C’est au lendemain des attentats du 11 septembre 2001 que ce jeune sociologue décide de consacrer sa thèse de doctorat aux salafistes qu’on accuse d’être des proches d’al-Qaida. Samir Amghar ne conçoit pas son boulot de chercheur autrement que sur le terrain, immergé dans le matériel qu’il étudie, bien loin des tours d’ivoire académiques. Normal après tout, et signe de sérieux –excepté que son «objet», son «matériel» d’étude à lui est constitué par une véritable «organisation sectaire», l’un des groupes religieux les plus hermétiques qui soient.
Qu’est-ce qu’un salafiste (français)? Nous avons soumis à Samir Amghar neuf clichés qui circulent à propos de ces «musulmans primitifs».
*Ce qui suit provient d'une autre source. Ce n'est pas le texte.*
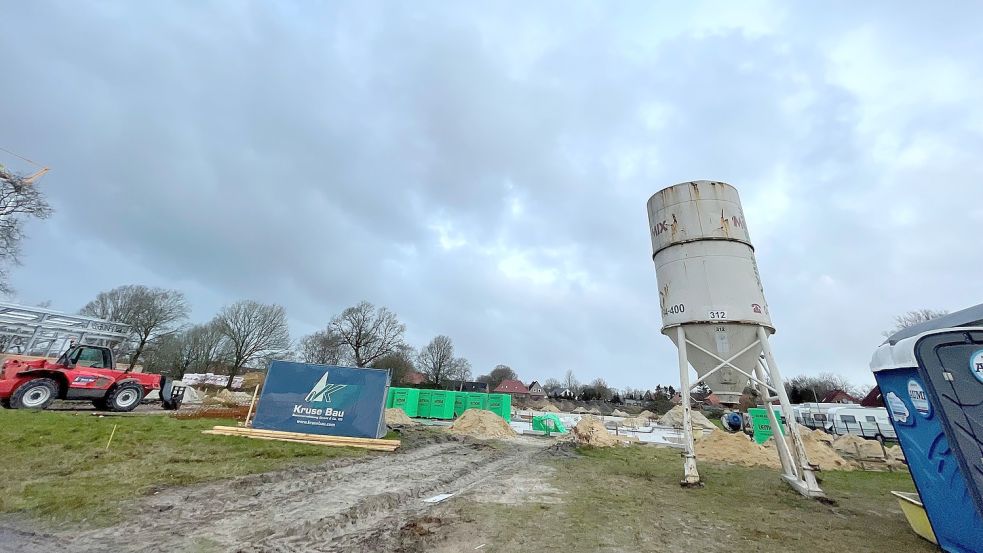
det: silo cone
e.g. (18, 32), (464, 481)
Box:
(648, 181), (822, 496)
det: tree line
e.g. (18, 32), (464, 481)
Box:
(79, 285), (471, 387)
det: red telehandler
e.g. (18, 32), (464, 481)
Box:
(0, 345), (184, 411)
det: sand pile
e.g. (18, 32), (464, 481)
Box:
(449, 409), (516, 440)
(659, 405), (717, 431)
(570, 417), (621, 447)
(795, 423), (835, 446)
(621, 417), (650, 428)
(386, 408), (419, 426)
(833, 434), (884, 459)
(764, 432), (856, 470)
(886, 445), (904, 462)
(696, 430), (781, 467)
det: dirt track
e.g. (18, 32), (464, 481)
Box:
(0, 434), (543, 553)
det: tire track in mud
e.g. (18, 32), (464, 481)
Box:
(7, 441), (541, 553)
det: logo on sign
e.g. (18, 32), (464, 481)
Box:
(304, 371), (348, 404)
(908, 380), (932, 418)
(884, 392), (911, 424)
(969, 349), (983, 382)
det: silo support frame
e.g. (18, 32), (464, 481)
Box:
(676, 325), (701, 486)
(758, 326), (825, 497)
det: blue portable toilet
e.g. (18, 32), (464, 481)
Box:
(870, 306), (983, 553)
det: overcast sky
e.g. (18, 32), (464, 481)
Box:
(0, 0), (983, 387)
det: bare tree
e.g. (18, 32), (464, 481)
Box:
(563, 369), (580, 395)
(79, 284), (191, 370)
(328, 301), (406, 367)
(0, 165), (51, 294)
(371, 346), (416, 385)
(215, 300), (290, 389)
(181, 320), (230, 376)
(883, 309), (949, 338)
(543, 377), (563, 394)
(298, 329), (345, 365)
(417, 335), (471, 386)
(478, 365), (519, 390)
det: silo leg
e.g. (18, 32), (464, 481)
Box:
(758, 326), (826, 497)
(676, 325), (700, 486)
(754, 361), (799, 479)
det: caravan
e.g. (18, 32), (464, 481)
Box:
(792, 403), (860, 430)
(813, 406), (898, 440)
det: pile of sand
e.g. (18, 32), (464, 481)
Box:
(696, 430), (781, 467)
(386, 408), (419, 426)
(833, 434), (885, 459)
(659, 405), (717, 433)
(795, 423), (833, 446)
(570, 417), (621, 447)
(621, 417), (650, 428)
(764, 431), (856, 470)
(449, 409), (516, 440)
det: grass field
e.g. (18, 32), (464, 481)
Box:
(0, 409), (365, 525)
(450, 446), (937, 553)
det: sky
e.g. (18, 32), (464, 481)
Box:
(0, 0), (983, 388)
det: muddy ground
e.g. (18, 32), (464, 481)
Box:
(0, 435), (556, 553)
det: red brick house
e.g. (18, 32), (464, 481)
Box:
(494, 380), (529, 397)
(820, 390), (859, 403)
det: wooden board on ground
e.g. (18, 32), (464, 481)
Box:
(202, 426), (400, 451)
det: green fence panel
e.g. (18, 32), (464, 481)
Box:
(532, 413), (567, 434)
(454, 392), (468, 417)
(393, 388), (420, 417)
(747, 407), (787, 444)
(416, 390), (433, 419)
(486, 394), (512, 420)
(468, 392), (488, 409)
(430, 390), (457, 419)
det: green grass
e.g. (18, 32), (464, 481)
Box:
(461, 446), (936, 553)
(0, 410), (365, 525)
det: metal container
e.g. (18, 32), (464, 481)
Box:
(648, 181), (775, 405)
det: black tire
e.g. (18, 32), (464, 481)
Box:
(104, 382), (143, 413)
(10, 378), (58, 409)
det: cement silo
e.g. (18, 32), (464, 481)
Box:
(648, 181), (822, 495)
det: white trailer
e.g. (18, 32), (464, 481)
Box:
(813, 406), (898, 440)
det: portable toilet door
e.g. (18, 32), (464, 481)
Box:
(870, 328), (983, 553)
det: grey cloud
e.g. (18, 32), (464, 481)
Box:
(0, 2), (983, 387)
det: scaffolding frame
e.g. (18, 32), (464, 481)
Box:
(0, 302), (132, 357)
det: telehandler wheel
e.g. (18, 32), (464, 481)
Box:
(104, 382), (143, 412)
(10, 378), (58, 409)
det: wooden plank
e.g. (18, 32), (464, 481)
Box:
(202, 430), (396, 452)
(201, 430), (396, 452)
(212, 426), (399, 446)
(212, 426), (399, 446)
(208, 427), (400, 451)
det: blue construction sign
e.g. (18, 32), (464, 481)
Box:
(253, 361), (389, 438)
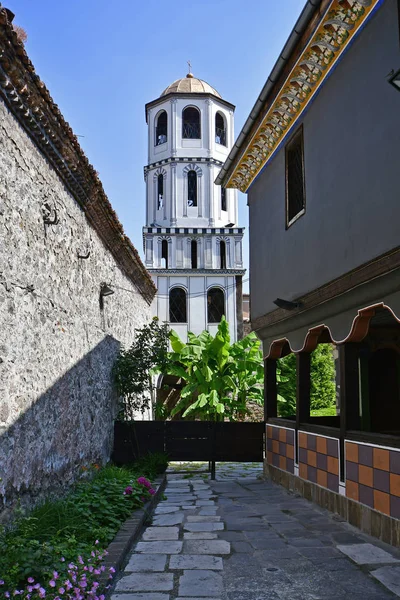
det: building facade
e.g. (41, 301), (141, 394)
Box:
(219, 0), (400, 545)
(143, 73), (244, 341)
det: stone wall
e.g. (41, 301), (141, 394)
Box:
(0, 100), (150, 515)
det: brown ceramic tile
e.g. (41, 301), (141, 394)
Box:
(346, 481), (358, 502)
(307, 450), (317, 467)
(346, 442), (358, 463)
(279, 429), (286, 443)
(374, 490), (390, 515)
(299, 431), (307, 448)
(358, 465), (374, 487)
(328, 456), (339, 475)
(317, 469), (328, 487)
(299, 463), (308, 479)
(358, 444), (373, 467)
(390, 473), (400, 496)
(286, 444), (294, 459)
(317, 436), (328, 454)
(373, 469), (390, 494)
(373, 448), (389, 471)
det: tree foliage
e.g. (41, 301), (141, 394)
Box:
(113, 317), (169, 420)
(277, 344), (336, 417)
(159, 317), (263, 420)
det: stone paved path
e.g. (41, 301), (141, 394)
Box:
(112, 465), (400, 600)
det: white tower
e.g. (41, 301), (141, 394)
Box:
(143, 73), (244, 341)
1 L’habit fait le salafiste
VRAI. Le plus souvent, le salafiste porte une longue barbe, une calotte et un qamîs (djellaba) qui s’arrête au-dessus des chevilles comme en son temps le prophète Mohamed (VIIe siècle). Sa tenue a pour but de renouer avec les fondements de l’islam originel.
Les salafistes femmes revêtent le jilbâb, un voile ample à large emmanchure et de couleur sombre qui laisse le visage visible, ou bien le niqâb qui ne laisse découverts que les yeux ou encore le sitar qui leur permet de voir sans être vue. Elles peuvent y adjoindre des accessoires de marque, ceinture, sac et chaussures siglées. Porter du Chanel ou du Dior n’est pas en contradiction avec les valeurs religieuses qu’elles défendent.
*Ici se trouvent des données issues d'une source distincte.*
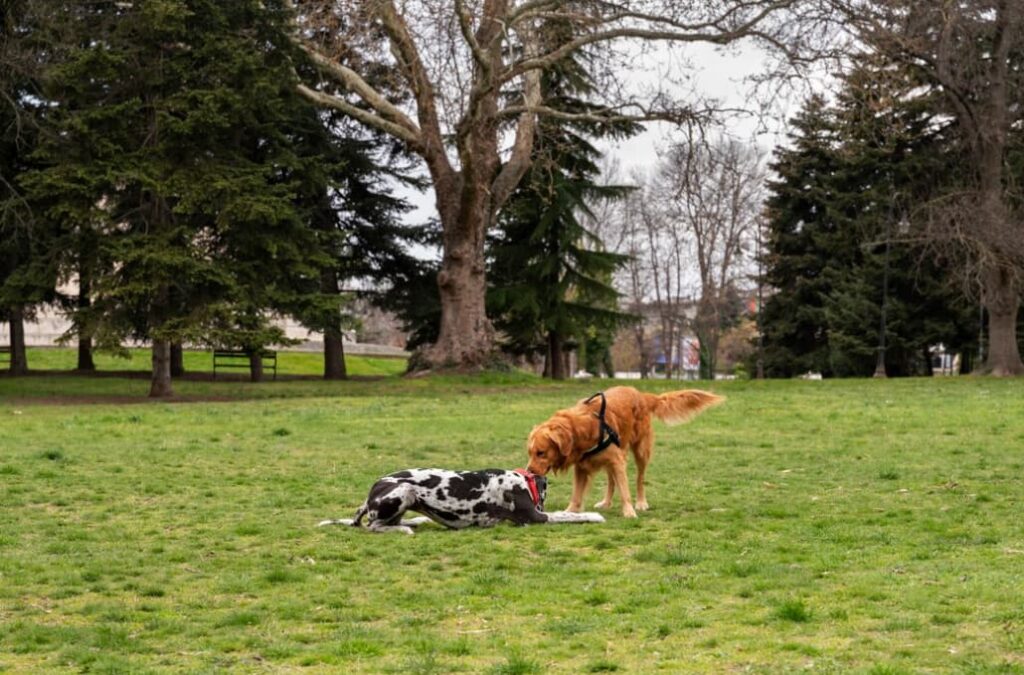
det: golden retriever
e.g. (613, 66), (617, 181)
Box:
(526, 387), (725, 518)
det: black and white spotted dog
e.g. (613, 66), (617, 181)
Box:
(319, 469), (604, 535)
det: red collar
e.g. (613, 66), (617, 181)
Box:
(515, 469), (541, 506)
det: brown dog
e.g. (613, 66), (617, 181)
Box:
(526, 387), (725, 518)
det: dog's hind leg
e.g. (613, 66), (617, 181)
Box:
(632, 433), (654, 511)
(565, 466), (592, 513)
(369, 484), (417, 535)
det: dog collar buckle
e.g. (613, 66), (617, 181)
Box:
(515, 469), (541, 506)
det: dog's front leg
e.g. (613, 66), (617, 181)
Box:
(566, 466), (591, 513)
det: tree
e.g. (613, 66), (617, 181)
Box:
(25, 0), (315, 396)
(0, 0), (56, 375)
(761, 96), (845, 377)
(295, 0), (804, 367)
(658, 138), (765, 379)
(488, 23), (637, 380)
(295, 110), (420, 379)
(762, 58), (973, 376)
(831, 0), (1024, 376)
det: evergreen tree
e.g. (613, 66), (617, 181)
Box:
(0, 0), (56, 375)
(763, 58), (974, 376)
(488, 29), (637, 379)
(761, 96), (846, 377)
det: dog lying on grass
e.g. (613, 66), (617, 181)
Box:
(319, 469), (604, 535)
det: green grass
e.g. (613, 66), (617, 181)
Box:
(0, 375), (1024, 673)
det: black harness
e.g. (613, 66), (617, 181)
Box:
(581, 391), (623, 459)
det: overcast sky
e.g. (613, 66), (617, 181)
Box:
(400, 39), (819, 256)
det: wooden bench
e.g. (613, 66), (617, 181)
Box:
(213, 349), (278, 381)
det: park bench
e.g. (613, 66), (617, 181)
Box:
(213, 349), (278, 380)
D’ailleurs, la «mode salafiste» est à l’origine de certaines lignes de vêtements streetwear, comme Billal Wear, qui propose un look hybride entre la tenue islamique traditionnelle et la tenue américanisée hip hop des banlieues (baskets et jean qui laissent visibles les chevilles).
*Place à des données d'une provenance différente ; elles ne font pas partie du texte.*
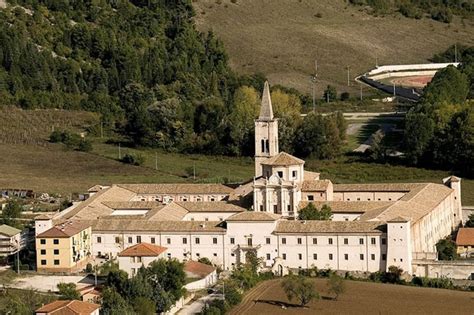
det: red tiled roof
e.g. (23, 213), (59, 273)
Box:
(456, 228), (474, 246)
(36, 221), (91, 238)
(119, 243), (167, 257)
(184, 260), (216, 278)
(36, 300), (100, 315)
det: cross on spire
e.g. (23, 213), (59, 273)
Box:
(258, 81), (273, 121)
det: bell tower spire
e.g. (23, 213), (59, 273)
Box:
(255, 81), (278, 177)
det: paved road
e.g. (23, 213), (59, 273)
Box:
(177, 293), (222, 315)
(9, 275), (98, 292)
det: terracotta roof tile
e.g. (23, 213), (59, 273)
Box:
(274, 220), (384, 233)
(262, 152), (304, 166)
(456, 228), (474, 246)
(301, 179), (331, 191)
(184, 260), (216, 278)
(119, 184), (233, 195)
(118, 243), (167, 257)
(226, 211), (281, 222)
(36, 221), (91, 238)
(91, 219), (225, 233)
(36, 300), (100, 315)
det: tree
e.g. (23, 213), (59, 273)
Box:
(327, 273), (346, 300)
(281, 275), (319, 306)
(100, 286), (134, 315)
(404, 110), (434, 164)
(58, 282), (81, 300)
(298, 202), (332, 221)
(132, 296), (156, 315)
(436, 238), (458, 260)
(323, 85), (337, 103)
(198, 257), (212, 266)
(465, 213), (474, 228)
(2, 199), (21, 226)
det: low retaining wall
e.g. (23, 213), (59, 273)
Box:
(412, 260), (474, 280)
(367, 62), (459, 75)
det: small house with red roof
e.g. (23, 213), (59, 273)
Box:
(118, 243), (167, 277)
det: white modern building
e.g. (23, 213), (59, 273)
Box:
(37, 83), (462, 273)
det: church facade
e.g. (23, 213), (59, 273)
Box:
(36, 83), (462, 275)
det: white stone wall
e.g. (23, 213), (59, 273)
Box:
(386, 222), (412, 274)
(333, 191), (406, 201)
(278, 234), (386, 272)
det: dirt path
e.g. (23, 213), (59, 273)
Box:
(229, 279), (280, 315)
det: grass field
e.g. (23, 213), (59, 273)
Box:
(230, 279), (474, 315)
(0, 109), (474, 205)
(193, 0), (474, 95)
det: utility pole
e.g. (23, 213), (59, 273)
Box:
(346, 66), (351, 86)
(311, 60), (318, 112)
(454, 44), (458, 63)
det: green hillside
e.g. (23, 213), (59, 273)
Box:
(193, 0), (474, 95)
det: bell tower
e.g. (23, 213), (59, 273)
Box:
(255, 81), (278, 177)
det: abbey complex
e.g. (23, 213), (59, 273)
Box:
(36, 83), (462, 276)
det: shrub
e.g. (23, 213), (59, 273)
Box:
(341, 92), (351, 101)
(49, 130), (63, 143)
(86, 263), (93, 273)
(77, 139), (92, 152)
(120, 153), (145, 166)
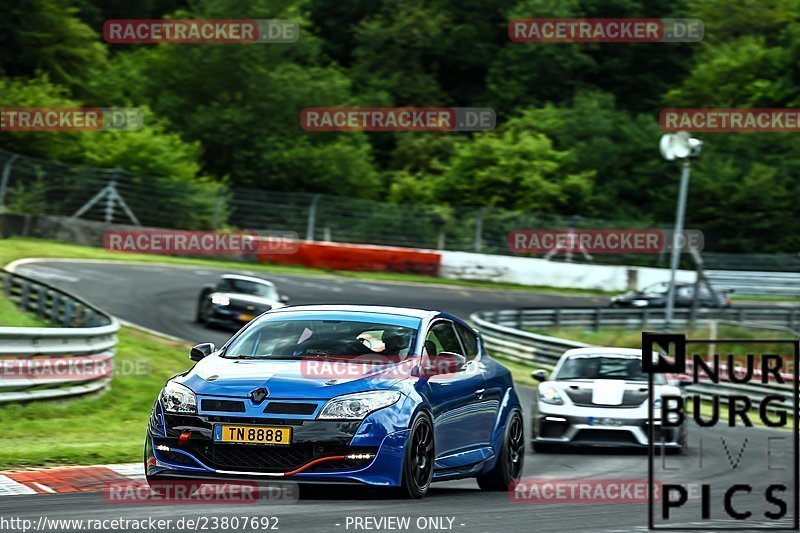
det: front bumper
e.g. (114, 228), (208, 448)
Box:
(144, 396), (409, 486)
(532, 413), (683, 448)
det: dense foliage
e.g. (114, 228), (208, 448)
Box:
(0, 0), (800, 252)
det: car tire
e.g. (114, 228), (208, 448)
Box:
(400, 413), (436, 499)
(478, 411), (525, 491)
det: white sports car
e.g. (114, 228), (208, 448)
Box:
(532, 347), (686, 451)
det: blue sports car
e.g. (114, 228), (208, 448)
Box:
(144, 305), (525, 498)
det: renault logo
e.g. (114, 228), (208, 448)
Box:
(250, 387), (269, 403)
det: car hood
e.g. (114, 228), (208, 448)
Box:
(176, 354), (413, 399)
(211, 291), (284, 307)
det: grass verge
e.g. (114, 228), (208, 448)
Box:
(0, 237), (611, 296)
(0, 314), (191, 470)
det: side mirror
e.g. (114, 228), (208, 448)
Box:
(420, 352), (467, 378)
(189, 342), (217, 361)
(531, 370), (548, 381)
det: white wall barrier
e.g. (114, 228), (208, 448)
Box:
(439, 251), (696, 291)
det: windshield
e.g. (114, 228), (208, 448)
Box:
(218, 279), (278, 300)
(642, 282), (669, 294)
(220, 319), (416, 361)
(555, 355), (665, 385)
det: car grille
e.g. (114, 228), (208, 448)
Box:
(565, 387), (647, 409)
(572, 429), (639, 445)
(200, 400), (246, 413)
(264, 402), (317, 415)
(539, 420), (569, 437)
2 Un vrai musulman est salafiste
FAUX. Le salafiste peut être considéré comme un musulman ultra-orthodoxe. Un musulman qui considère que l’islam doit régir l’ensemble des comportements autant sacrés que profanes. Il a une approche littéraliste des versets coraniques. Il pense que le Coran doit être compris et appliqué à la lettre.
L’enseignement de Muhammad Ibn Abd al Wahhab, un théologien du XVIIIe, qui a tenté de revivifier l’islam des origines et domine le salafisme, forme aujourd’hui la doctrine officielle de l’Arabie saoudite.
Parmi l’ensemble des musulmans dans le monde, les salafistes représentent une minorité. Mais une minorité active. Cependant, de plus en plus de musulmans jugent leur pratique religieuse à l’aune de l’islam salafiste. Celui-ci est en passe de devenir la norme islamique mondiale.
3 On ne naît pas salafiste, on le devient
VRAI. On devient salafiste de son plein gré sans pression d’un quelconque gourou car on estime que c’est la voie la plus pure, celle qui incarne l’orthodoxie musulmane et qui garantit d’aller au paradis. Il n’y a pas de transmission de père à fils puisque les salafistes européens, âgés de 18 ans à 35 ans, sont un phénomène nouveau.
L’individu n’est pas victime d’un lavage de cerveau; il intériorise le fait que le salafisme est une norme religieuse légitime et s’autopersuade sur une base volontaire. A partir du moment où il fait le «minimum syndical» (aller à la prière, aux réunions, s’habiller comme un salafiste, etc) il est coopté par le groupe.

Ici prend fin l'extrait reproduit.